By 1808Delaware
Sunbury’s latest City Manager report shows a city working on several fronts at once, from a near-term sewer construction project and a major park investment to grant-backed street planning and smaller safety upgrades residents will notice right away. The report, dated March 4, outlines both large capital work and the everyday public works efforts that often matter just as much to people on the ground.
One of the most significant items is Phase 2A of the Little Walnut Creek Interceptor project, now out for bid. The city says the work calls for extending a 36-inch sanitary sewer about 560 feet at the intersection of Golf Course Road and Cheshire Road, ahead of the future Delaware County roundabout planned there. Bids are due at 2:00 PM on March 13 at the Sunbury Municipal Building, with construction expected to begin this spring and continue into the fall. The engineer’s estimate for this segment is $620,000.

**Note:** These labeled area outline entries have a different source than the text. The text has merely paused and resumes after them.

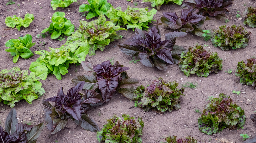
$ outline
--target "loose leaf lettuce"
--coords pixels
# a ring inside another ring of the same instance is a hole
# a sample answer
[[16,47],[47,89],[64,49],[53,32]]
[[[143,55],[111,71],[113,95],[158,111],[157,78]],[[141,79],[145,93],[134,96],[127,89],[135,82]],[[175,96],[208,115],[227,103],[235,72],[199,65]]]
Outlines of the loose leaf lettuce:
[[150,109],[158,112],[167,110],[170,112],[173,108],[179,110],[181,108],[179,99],[183,95],[184,88],[178,89],[178,85],[175,81],[166,83],[160,77],[146,87],[138,87],[134,95],[136,106],[145,111]]
[[52,33],[52,39],[58,38],[62,33],[67,36],[71,35],[75,30],[75,26],[65,16],[65,13],[63,12],[58,11],[53,13],[52,18],[52,22],[49,27],[43,30],[42,33],[49,31],[49,33]]
[[130,117],[129,115],[124,114],[122,116],[124,118],[123,121],[116,115],[107,120],[107,123],[103,125],[101,131],[97,132],[97,139],[99,142],[142,142],[139,136],[142,135],[144,126],[142,118],[139,117],[136,121],[134,117]]
[[16,26],[16,28],[18,31],[20,31],[20,27],[23,26],[24,27],[27,27],[30,23],[34,20],[34,15],[27,13],[25,14],[24,19],[20,17],[17,17],[16,15],[12,16],[12,18],[8,16],[5,18],[5,24],[8,27],[12,28]]
[[198,127],[201,132],[208,135],[216,134],[224,129],[235,126],[243,128],[246,118],[245,111],[233,102],[229,97],[220,94],[206,104],[198,119]]
[[115,40],[118,39],[117,31],[126,30],[115,26],[111,21],[106,21],[106,18],[102,15],[94,21],[88,22],[79,21],[79,22],[78,30],[71,37],[69,37],[66,44],[70,43],[78,47],[84,47],[89,50],[89,56],[95,55],[95,51],[98,48],[104,50],[105,46]]
[[106,15],[115,24],[123,26],[127,24],[127,29],[132,28],[134,31],[136,28],[147,30],[148,23],[155,21],[153,20],[153,16],[157,11],[153,8],[148,11],[148,8],[139,8],[128,6],[127,9],[123,12],[121,7],[116,9],[112,7]]
[[93,72],[93,75],[75,77],[72,79],[74,84],[84,81],[85,84],[83,89],[99,90],[105,103],[109,101],[116,91],[128,98],[133,99],[135,89],[132,85],[138,83],[138,81],[127,75],[125,71],[130,69],[129,68],[123,67],[117,61],[112,65],[109,60],[96,65],[93,68],[89,63],[83,62],[82,65],[85,70]]
[[51,6],[53,9],[55,10],[58,7],[67,8],[74,2],[76,2],[77,0],[52,0],[51,2]]
[[182,2],[183,0],[143,0],[143,2],[150,2],[151,3],[151,6],[152,7],[157,6],[157,9],[158,10],[160,10],[160,7],[164,3],[167,4],[169,2],[173,2],[177,4],[181,5],[182,4]]
[[179,17],[175,12],[163,12],[164,16],[160,19],[162,24],[180,31],[191,32],[199,36],[203,34],[200,27],[204,22],[206,17],[196,14],[192,8],[182,9],[181,13],[181,17]]
[[248,25],[249,27],[252,28],[256,27],[256,8],[251,7],[245,9],[246,14],[244,25]]
[[26,34],[23,37],[19,37],[19,39],[11,39],[8,40],[5,46],[10,48],[5,49],[6,52],[11,52],[11,55],[14,56],[12,62],[16,63],[20,56],[22,58],[29,58],[34,56],[29,49],[34,45],[35,43],[32,42],[32,36]]
[[203,46],[190,47],[187,53],[182,53],[181,56],[179,66],[187,76],[195,73],[198,76],[207,77],[211,72],[217,73],[222,70],[222,59],[218,53],[205,50]]
[[240,83],[251,85],[256,90],[256,59],[251,58],[238,62],[235,75],[240,77]]
[[18,123],[16,114],[15,109],[12,109],[6,118],[5,131],[0,126],[0,142],[35,143],[44,129],[44,123],[35,126]]
[[89,4],[83,4],[79,7],[79,12],[89,11],[86,19],[90,19],[95,17],[97,17],[100,14],[104,15],[112,7],[107,0],[88,0]]
[[[81,82],[70,89],[67,95],[63,93],[61,87],[56,96],[43,101],[46,126],[52,134],[64,129],[70,118],[85,130],[94,132],[99,131],[97,124],[85,113],[91,107],[103,102],[99,94],[94,91],[86,90],[84,95],[79,93],[84,84],[84,82]],[[49,101],[54,102],[55,106],[53,107]]]
[[166,137],[165,140],[167,141],[166,143],[203,143],[204,141],[199,141],[194,137],[189,136],[185,138],[179,138],[176,139],[177,136],[172,135]]
[[215,30],[216,33],[212,40],[214,46],[219,47],[223,51],[227,51],[230,48],[235,50],[245,48],[248,45],[251,33],[242,26],[233,25],[226,28],[226,25],[224,25],[219,28],[219,29]]
[[145,66],[156,67],[166,71],[167,63],[178,64],[181,57],[178,54],[185,51],[183,47],[174,45],[176,37],[183,37],[184,32],[174,32],[165,34],[165,40],[161,40],[158,27],[152,27],[148,33],[141,30],[135,29],[135,35],[118,45],[121,51],[126,54],[139,56],[140,62]]
[[18,67],[0,72],[0,102],[13,108],[15,102],[24,99],[30,104],[45,91],[38,80],[42,79],[34,72],[30,75],[27,70]]
[[215,16],[218,19],[226,19],[228,17],[225,13],[234,0],[190,0],[181,6],[181,8],[195,8],[198,14]]

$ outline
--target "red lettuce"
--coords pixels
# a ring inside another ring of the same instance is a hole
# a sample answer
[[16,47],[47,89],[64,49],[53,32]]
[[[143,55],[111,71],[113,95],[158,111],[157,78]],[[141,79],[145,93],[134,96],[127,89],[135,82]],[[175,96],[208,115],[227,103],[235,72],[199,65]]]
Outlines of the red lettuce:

That project also appears to be one piece of a much larger sewer buildout. Ohio EPA’s current WPCLF project list includes “Little Walnut Creek Interceptor Sewer Phase 2” in Sunbury with $400,000 in design funding and a separate $4.6 million construction listing, suggesting the city’s current Phase 2A bid is an early segment of a broader interceptor effort along Little Walnut Creek rather than a stand-alone project.
Another major item is JR Smith Park, where long-anticipated improvements are finally moving toward visible construction. The March 4 report says 2K General Contractors plans to mobilize within the next two weeks, with substantial completion anticipated by September. A February 4 City Manager report adds that bond financing for $2,560,000 closed on February 12 and that city staff had been working with the contractor on a schedule aimed at allowing use of at least part of the park before the new school year begins in August. Environmental Design Group has been selected for contract administration and construction inspection under a $200,000 agreement.
Publicly available city materials still leave some of the park’s final design details vague, but what is clear is that this is one of Sunbury’s larger parks-and-recreation investments now shifting from planning to construction. Residents should likely expect increasingly visible activity at the site this spring as that bond-funded work gets underway. That is a fair inference from the city’s financing and construction timeline, even if the full public-facing scope has not been spelled out in the same level of detail as some other projects.
The city also reported two grant wins. Sunbury received an $80,000 OPWC grant for Cherry Street and Morning Street intersection improvements, and that work is expected to be bid with the 2026 Street Improvement Plan. A March 4 Services Committee agenda identifies that item more specifically as “Cherry Street and Morning Street Intersection Improvements (mountable curb),” adding a little more definition to the project.
Sunbury was also selected by ODOT for consulting-services funding to develop an Active Transportation Plan. The city has not yet finalized the scope or fee, but committee materials confirm that next steps are now under discussion. In practical terms, that means Sunbury is positioning itself to do more formal planning around pedestrian, bicycle, and related connectivity issues as growth continues.
Beyond the headline projects, the report includes several smaller but important service updates. A new guardrail has been installed at the cemetery to prevent vehicles from driving or sliding into Prairie Run Creek, addressing what the city says had been a missing safety feature for at least four years. A fallen tree was also removed from Prairie Run Creek at Sunbury Estates after concerns that it was obstructing water flow and could contribute to upstream flooding near nearby homes.
The city also installed new crosswalk signs on North Miller Drive to improve safety for students crossing the street on the way to a bus stop or school. For now, that is the clearest confirmed update in the written report.
Finally, the report puts a price tag on winter response. Sunbury recorded about $16,000 in added costs tied to the heavy snowstorm that hit in late January 2026. Those numbers were forwarded to the Delaware County Emergency Management Agency, but countywide totals did not reach the threshold needed to trigger emergency reimbursement.
Taken together, the update shows a city trying to stay ahead of growth pressures while still handling the less glamorous work of drainage, safety, and maintenance. The sewer expansion and JR Smith Park improvements point to bigger changes ahead, while the guardrail, creek clearing, crosswalk signs, and storm response show the day-to-day demands that continue regardless of the size of the capital plan.